Selecting the last inserted Date
I want my stock market data in CrateDB to be up to date, requiring I run this script regularly.
However, I do not want to download data I already have or have duplicate entries in CrateDB.
That’s why I create this function, which selects the most recent date from the data in my CrateDB table. I will use this date to calculate the period to download data from in the download_data
function: this way, this function will only download new data!
def select_last_inserted_date(table_name):
# creating table (only in case it does not exist yet)
create_table(table_name)
# selecting the maximum date in my table
statement = "select max(closing_date) from " + table_name + ";"
cursor.execute(statement)
# fetching the results from the query
last_date_data = cursor.fetchall()
last_date = last_date_data[0][0]
# if the query is empty or the date is None, start by 2023/01/01
if (len(last_date_data) == 0 or last_date is None):
print("No data yet, will return: 2023-01-01")
return datetime.strptime("2023-01-01", "%Y-%m-%d")
# printing the last date
print("Most recent data on CrateDB from: " + last_date.strftime("%Y-%m-%d"))
return last_date
In the get_period_to_download
function, I calculate the difference between today and the last inserted date and return the corresponding period.
def get_period_to_download(last_date):
# calculating the difference between today and the last date
today = datetime.now()
days_difference = today - last_date.replace(tzinfo=None)
# return the period corresponding to the difference, or 1 year
if (days_difference < timedelta(days=5)):
return '5d'
elif (days_difference < timedelta(weeks=4)):
return '1mo'
elif (days_difference < timedelta(weeks=13)):
return '3mo'
elif (days_difference < timedelta(weeks=26)):
return '6mo'
else:
return '1y'
The only thing missing is a method to wrap up everything.

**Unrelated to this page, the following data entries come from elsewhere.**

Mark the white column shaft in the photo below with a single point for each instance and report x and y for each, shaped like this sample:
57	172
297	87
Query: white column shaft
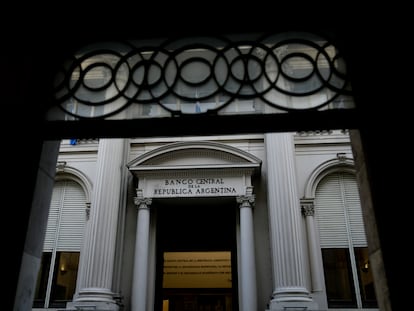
98	255
248	262
284	213
140	282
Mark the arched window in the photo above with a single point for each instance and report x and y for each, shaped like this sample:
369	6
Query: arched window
348	277
56	283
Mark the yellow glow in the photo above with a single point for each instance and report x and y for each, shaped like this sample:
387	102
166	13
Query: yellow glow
197	270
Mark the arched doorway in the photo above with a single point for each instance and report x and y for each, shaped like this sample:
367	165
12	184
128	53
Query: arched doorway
196	255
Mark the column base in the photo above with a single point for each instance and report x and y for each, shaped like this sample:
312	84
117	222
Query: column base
94	299
292	299
292	306
92	306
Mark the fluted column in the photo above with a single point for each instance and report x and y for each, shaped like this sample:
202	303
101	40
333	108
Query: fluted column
98	255
308	210
285	224
247	252
140	276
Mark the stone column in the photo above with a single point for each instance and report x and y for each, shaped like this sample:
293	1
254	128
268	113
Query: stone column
98	254
140	276
247	253
285	225
308	210
36	229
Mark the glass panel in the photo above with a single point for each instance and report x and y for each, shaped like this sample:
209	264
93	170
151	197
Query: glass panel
41	285
338	278
64	280
366	281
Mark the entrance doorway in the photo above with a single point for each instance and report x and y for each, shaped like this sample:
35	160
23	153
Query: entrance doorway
196	255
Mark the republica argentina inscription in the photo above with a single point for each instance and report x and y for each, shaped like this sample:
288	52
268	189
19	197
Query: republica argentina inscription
195	187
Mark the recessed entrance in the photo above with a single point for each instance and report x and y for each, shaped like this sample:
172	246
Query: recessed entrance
196	255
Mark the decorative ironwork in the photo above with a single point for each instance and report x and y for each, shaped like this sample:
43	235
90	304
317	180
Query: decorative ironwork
276	73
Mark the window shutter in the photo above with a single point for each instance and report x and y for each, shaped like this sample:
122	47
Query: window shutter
66	217
354	211
53	218
338	212
329	213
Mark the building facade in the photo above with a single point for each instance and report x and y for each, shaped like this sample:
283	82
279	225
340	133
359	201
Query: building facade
239	222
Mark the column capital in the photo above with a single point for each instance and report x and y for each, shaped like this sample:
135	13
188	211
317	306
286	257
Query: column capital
248	199
88	210
140	201
307	206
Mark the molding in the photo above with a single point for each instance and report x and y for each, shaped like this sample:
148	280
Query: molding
64	172
340	164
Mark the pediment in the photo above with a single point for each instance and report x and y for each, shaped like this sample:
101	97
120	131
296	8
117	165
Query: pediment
194	155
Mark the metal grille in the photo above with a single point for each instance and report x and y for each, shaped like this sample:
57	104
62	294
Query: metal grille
229	75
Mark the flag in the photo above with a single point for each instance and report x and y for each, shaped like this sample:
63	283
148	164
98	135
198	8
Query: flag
198	107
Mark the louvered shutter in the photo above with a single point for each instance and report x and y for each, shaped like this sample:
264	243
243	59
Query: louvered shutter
338	211
66	217
354	211
329	213
53	218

Let’s move on to it!
Updating the table
This method wraps up all the others.
- I first get the most recent date in the table with
select_last_inserted_date
- Then I calculate the period between today and this date with
get_period_to_download
- I take the list of all SP 500 tickers with
get_sp500_ticker_symbols
- And then, for each of these tickers, I download the data with
download_data
and insert it in CrateDB withinsert_values
This is what the final function looks like:
def update_table(table_name):
# getting the last date in the table
last_date = select_last_inserted_date(table_name)

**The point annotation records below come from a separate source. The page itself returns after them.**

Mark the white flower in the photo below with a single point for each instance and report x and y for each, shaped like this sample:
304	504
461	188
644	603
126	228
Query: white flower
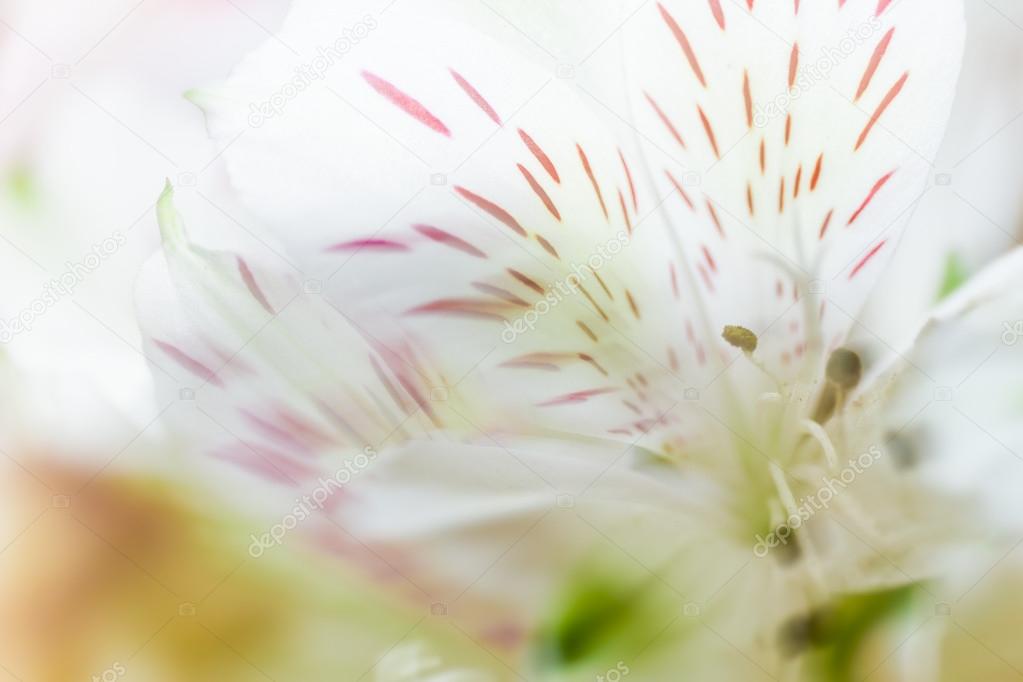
516	293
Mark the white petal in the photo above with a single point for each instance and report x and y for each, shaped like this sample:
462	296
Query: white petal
810	128
955	407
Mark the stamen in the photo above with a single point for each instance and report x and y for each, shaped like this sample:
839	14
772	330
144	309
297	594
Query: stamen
814	429
740	337
845	368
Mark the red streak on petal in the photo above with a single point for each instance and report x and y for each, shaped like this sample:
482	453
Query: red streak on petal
706	277
592	180
628	176
872	67
448	239
877	187
666	121
713	217
683	42
793	62
405	102
748	99
540	155
889	98
495	211
586	330
866	259
547	246
576	397
709	130
816	173
372	244
189	363
253	285
824	226
680	190
632	304
460	308
475	95
715	7
531	283
625	212
710	259
503	294
540	192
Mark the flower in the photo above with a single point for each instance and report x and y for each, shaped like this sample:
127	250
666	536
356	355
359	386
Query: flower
516	294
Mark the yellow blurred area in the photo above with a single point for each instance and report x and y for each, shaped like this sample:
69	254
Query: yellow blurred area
131	578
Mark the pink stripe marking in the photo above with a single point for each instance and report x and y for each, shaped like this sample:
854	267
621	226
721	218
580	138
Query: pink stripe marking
503	294
870	197
713	217
666	121
372	244
710	259
889	98
540	192
681	191
189	363
475	95
709	130
253	285
460	307
866	259
576	397
872	67
540	155
715	7
793	63
748	99
495	211
824	226
628	176
448	239
816	173
406	103
683	42
589	173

# calculating the period to download data from
period = get_period_to_download(last_date)
# getting all SP 500 tickers
tickers = get_sp500_ticker_symbols()
# downloading and inserting data from each ticker
for ticker in tickers:
data = download_data(ticker, period)
insert_values(table_name, data)
Final Test
I have all the necessary functions ready to work!

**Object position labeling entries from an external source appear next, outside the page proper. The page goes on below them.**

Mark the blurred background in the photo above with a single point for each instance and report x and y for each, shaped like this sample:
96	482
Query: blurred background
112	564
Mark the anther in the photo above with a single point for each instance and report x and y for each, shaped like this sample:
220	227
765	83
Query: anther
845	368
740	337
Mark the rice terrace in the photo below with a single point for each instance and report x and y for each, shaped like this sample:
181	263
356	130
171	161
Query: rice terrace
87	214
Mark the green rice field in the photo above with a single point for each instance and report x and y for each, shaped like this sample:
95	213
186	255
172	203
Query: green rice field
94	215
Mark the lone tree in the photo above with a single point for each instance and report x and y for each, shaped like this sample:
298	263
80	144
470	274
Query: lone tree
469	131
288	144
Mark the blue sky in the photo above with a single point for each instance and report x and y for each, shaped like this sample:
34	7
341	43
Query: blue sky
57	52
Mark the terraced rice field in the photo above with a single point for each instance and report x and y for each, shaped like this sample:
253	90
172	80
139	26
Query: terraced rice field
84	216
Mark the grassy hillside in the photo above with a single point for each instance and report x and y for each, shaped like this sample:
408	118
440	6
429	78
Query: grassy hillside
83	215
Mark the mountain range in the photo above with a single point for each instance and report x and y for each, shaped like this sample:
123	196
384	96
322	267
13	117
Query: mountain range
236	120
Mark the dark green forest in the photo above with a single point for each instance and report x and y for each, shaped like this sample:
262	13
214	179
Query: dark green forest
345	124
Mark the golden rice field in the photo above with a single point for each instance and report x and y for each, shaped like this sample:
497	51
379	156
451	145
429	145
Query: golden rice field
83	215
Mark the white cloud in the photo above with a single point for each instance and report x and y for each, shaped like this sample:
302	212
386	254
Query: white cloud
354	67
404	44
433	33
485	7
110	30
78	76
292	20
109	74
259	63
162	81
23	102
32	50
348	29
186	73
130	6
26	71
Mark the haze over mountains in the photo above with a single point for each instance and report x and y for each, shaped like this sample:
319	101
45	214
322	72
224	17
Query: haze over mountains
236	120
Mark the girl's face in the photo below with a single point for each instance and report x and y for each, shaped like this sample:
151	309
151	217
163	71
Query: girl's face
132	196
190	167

To have a clean final test, I
- place all the functions at the beginning of the Notebook and run their code blocks
- leave the CrateDB connection and the
update_table
call at the end
# Connecting to CrateDB
conn = ps.connect(host="<YOUR_CLUSTER>", port=5432,
user="admin", password="<PASSWORD>", sslmode="require")
cursor = conn.cursor()
# Updating table
table_name = "sp500"
update_table(table_name)
I navigate to the CrateDB Admin UI, where I see the new table sp500 was created and that it is filled with the financial data
I make a simple query to get Apple’s data from my sp500 table
SELECT *
FROM "admin"."sp500"
WHERE ticker = 'AAPL'
ORDER BY closing_date LIMIT 100;
And instantly get the results
Now I can run this script whenever I want to update my database with new data!
Wrap up
In this post, I introduced a method to download financial data from Yahoo Finance using Python and pandas and showed how to insert this data in CrateDB.
I profited from CrateDB’s high efficiency in rapidly inserting a large amount of data into my database and presented a method to get the most recent input date from CrateDB. That way, I can efficiently keep my records in CrateDB up to date!